A code generation bug
It took about six hours but I finally found the problem that is making Windows builds of unusable - its a code generation bug in GCC/MinGW 4.7.0. Unfortunately I’ve been unable to reduce it to a test case, so I’m left with having to ask gcc-users to use Pioneer to find the problem. I’ll try to find to time to write it up soon (which of course means it won’t get done). In the mean time, downgrading MXE to 4.6.3 to get the cross-builds working again.
GeoSphere.h:67: m_terrain->GetColor(...)
. m_terrain
is correctly set to an instanced Terrain
object, but once we arrive in GetColor
, this points to the object’s vtable (so m_terrain->Terrain._vtbl
, if you speak GDB). It doesn’t die because GetColor()
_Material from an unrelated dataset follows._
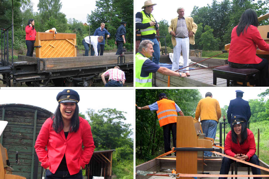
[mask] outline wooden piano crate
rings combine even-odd
[[[76,56],[76,35],[37,32],[34,45],[41,46],[36,47],[36,56],[39,58]]]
only reads uses the (now random) stuff in m_fracdef
but its far enough out of reasonable bounds that it takes seconds for GetColor()
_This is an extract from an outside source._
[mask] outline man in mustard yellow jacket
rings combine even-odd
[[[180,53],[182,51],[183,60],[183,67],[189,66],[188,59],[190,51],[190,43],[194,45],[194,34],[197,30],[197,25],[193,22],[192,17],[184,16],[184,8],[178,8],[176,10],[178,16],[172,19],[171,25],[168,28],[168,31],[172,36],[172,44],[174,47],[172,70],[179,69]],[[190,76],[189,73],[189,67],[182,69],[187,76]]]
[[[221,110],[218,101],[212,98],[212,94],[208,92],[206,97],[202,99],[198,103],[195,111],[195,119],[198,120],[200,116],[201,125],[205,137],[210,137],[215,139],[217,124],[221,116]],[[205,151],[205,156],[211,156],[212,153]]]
to return, resulting in it taking several minutes to generate the intial patches on game start, even for a simple system (eg Lave).
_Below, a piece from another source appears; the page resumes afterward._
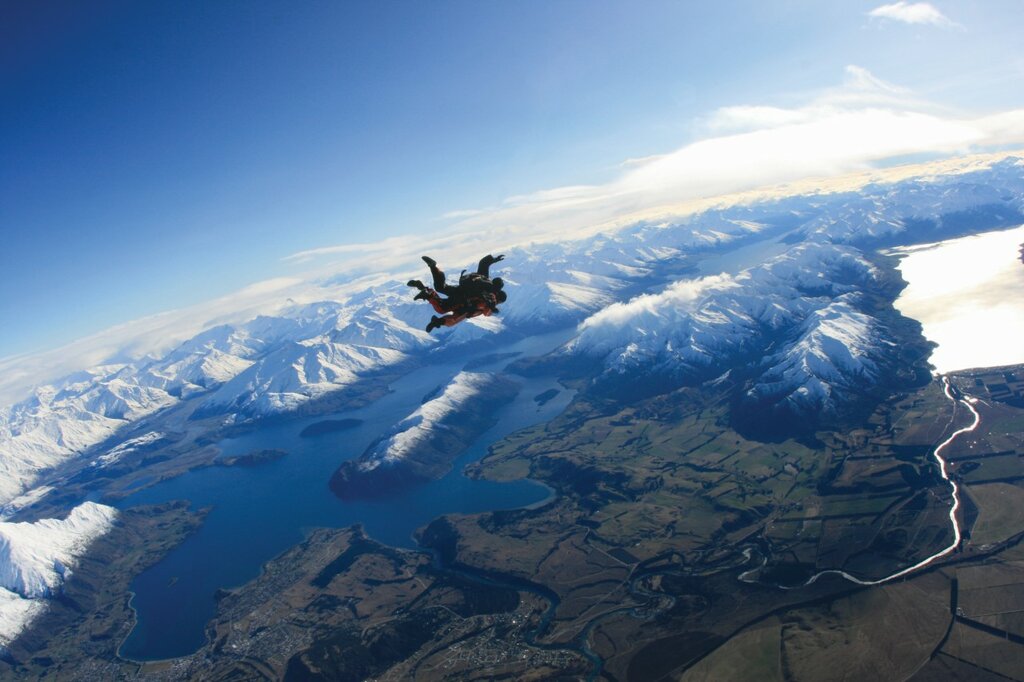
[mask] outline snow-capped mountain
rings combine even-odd
[[[380,466],[392,466],[406,457],[437,429],[444,420],[458,414],[493,385],[493,374],[460,372],[435,398],[427,400],[413,414],[398,422],[391,433],[377,442],[360,460],[359,470],[370,471]]]
[[[856,191],[667,214],[506,251],[494,272],[509,292],[501,314],[433,335],[422,331],[430,309],[402,284],[423,272],[393,273],[341,300],[214,326],[161,356],[88,368],[37,387],[0,410],[0,504],[46,483],[40,476],[70,460],[102,458],[92,451],[116,447],[125,426],[183,399],[202,401],[201,415],[262,417],[368,373],[425,360],[435,349],[580,323],[572,351],[599,358],[609,372],[711,378],[756,360],[761,374],[748,387],[751,399],[785,396],[827,409],[869,382],[892,353],[885,324],[863,300],[843,298],[880,286],[857,248],[1014,220],[1024,221],[1024,162],[1015,158]],[[763,263],[763,253],[779,255]],[[720,273],[705,269],[710,276],[697,278],[701,260],[718,262]]]
[[[114,508],[85,502],[65,519],[0,522],[0,648],[42,612],[116,517]]]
I had to drop down to assembly to see what was going on. From what I can tell, its assuming the GCC thiscall
calling convention for the call to GetColor()
, but as of GCC 4.7.0 its switched to using the MSVC __thiscall
calling convention by default, which is what GetColor()
is expecting. Its not the whole story though, because its still correctly expecting GetColor()
to clean the stack before returning (which is why it didn’t just blow up). So it looks like there’s some bizarre edge case that causes it choose the wrong calling convention when setting up the call but not for the cleanup.
Unfortunately its been impossible to reproduce. This unlucky scenario involves virtual inheritance, templates, a static library link and references and doubles as args. Its a lot of variables, and I’ve tried several combinations in tests to try and reduce it for a bug report, but I haven’t been able to make it happen.
For now I’m sitting on it until I can figure out what to do with it. I’ve reverted the build environment to GCC 4.6.3 which has the old and working calling convention, and its all good for now. Hopefully someone somewhere bumps into it and it gets fixed all by itself!